Ottensen. In der Brasserie La Provence geht der erste Drink aufs Haus. Die Gastronomen überzeugen mit ihrem in jeder Hinsicht guten Geschmack.

Es gibt diese Lokale, in denen fühlt man sich sofort zu Hause, auch wenn man sie noch nie zuvor betreten hat. Dies beginnt schon bei der Begrüßung. Bei einem schönen Abend zu zweit nervt kumpelhaftes Duzen („Sucht euch doch einen schönen Tisch aus“) ebenso wie bürokratisches Gewese („Lassen Sie mich erst mal schauen, welchen Tisch wir für Sie reserviert haben“). Im La Provence in Ottensen geleitet ein lässiger Patron die Gäste sofort zum Tisch am Fenster, fragt dann nur, ob man den Aperitif nun mit oder ohne Alkohol trinken möchte: Der erste Drink gehe natürlich aufs Haus, als kleines Dankeschön für die Reservierung.

So kann ein feiner Abend zu zweit beginnen. Die lieben Kleinen daheim sind gut versorgt, denn, seien wir ehrlich, die ewige Pommes-Pizza-Cola-Diskussion möchte man bei Chansonklängen und unter alten Romy-Schneider-Filmplakaten dann doch nicht führen. Die Kellnerin bringt duftendes Brot und Olivenöl, entkorkt den feinen fruchtigen Hauswein, mit 20 Euro überraschend fair kalkuliert.

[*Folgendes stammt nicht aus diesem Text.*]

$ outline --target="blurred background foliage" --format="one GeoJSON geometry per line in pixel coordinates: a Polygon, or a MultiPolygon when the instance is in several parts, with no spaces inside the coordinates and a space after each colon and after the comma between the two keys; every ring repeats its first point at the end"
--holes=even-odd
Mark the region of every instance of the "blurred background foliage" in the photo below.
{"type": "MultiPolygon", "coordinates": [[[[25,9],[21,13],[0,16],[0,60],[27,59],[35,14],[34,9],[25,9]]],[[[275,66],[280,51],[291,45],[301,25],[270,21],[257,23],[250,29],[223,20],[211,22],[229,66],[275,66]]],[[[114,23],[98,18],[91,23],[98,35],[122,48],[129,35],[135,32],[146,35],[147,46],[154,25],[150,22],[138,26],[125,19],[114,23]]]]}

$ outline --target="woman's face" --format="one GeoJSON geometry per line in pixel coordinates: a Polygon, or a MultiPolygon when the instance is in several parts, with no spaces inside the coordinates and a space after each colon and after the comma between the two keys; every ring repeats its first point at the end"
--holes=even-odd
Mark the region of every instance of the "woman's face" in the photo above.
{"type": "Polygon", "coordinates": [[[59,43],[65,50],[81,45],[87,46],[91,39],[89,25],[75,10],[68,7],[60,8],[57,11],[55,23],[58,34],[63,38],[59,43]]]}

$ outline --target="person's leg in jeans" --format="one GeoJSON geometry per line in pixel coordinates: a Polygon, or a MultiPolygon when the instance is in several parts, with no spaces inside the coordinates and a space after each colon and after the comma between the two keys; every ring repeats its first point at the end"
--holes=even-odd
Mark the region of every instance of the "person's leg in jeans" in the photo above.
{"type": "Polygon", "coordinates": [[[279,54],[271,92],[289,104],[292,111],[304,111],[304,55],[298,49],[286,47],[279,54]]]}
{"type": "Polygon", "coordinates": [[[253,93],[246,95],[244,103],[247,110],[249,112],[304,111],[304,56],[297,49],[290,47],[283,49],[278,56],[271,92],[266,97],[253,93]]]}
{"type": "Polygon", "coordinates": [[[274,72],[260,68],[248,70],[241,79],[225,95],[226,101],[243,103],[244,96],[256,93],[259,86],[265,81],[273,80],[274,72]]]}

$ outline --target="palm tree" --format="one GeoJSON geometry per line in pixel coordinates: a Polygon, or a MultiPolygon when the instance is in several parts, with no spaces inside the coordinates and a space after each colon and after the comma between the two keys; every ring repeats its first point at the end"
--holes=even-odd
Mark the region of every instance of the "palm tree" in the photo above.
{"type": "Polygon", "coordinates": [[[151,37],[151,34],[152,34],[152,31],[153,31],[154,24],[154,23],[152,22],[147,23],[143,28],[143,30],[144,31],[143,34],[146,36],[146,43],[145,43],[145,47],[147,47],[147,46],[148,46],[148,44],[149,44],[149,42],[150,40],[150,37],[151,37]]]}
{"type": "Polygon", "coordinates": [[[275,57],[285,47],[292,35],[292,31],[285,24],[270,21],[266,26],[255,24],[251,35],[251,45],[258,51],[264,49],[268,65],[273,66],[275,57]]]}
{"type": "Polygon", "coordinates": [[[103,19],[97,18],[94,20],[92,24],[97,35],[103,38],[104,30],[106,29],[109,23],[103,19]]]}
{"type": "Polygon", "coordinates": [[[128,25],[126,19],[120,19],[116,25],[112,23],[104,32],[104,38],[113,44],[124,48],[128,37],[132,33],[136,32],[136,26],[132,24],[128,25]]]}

Salat mit Ziegenkäse? Dank Balsamico und Portwein unverschämt lecker

Die Speisekarte ist genauso wie sie in einer guten Brasserie sein muss: klein, aber fein. Die Wahl bleibt dennoch schwer – schon bei der Vorspeise. Garnelen-Flan in Felsenfisch-Suppe? Oder doch lieber Entenleber-Parfait? Wir entscheiden uns schließlich für den Salat mit gebackenem Ziegenkäse, dank Balsamico und Portwein unverschämt lecker, sowie für einem köstlichen Eierkuchen mit Zuchini und geröstetem Speck.

Spätestens jetzt wird klar, dass die Reservierung nicht nur wegen des damit verbundenen kostenlosen Aperitifs eine sehr gute Idee war. Im Minutenktakt flankiert der Patron neue Gäste zu den Tischen. Aber es kommt nicht mal für einen Moment so etwas wie Hektik auf. Das Lokal wird ohnehin mit jedem Schluck Wein noch schöner. Es gibt ja Gastronomen, die hoch bezahlte Innen­architekten engagieren, damit ihr Restaurant so richtig szenemäßig wirkt. Stephan Hippe und sein Partner Boris Krivec ersteigerten dagegen die Kirchenbank bei Ebay, bauten die Lampen selbst und klebten große Spiegel an die Wände. Nun kann der Gedanke, dass man sich und andere auf einer Glasfläche ständig sieht, durchaus Beklemmungen auslösen, man denke nur an die oft so schrecklichen Spiegel in mit Neonlicht bestrahlten Umkleidekabinen. Ganz anders im La Provence, wo sie den Gastraum noch intimer wirken lassen.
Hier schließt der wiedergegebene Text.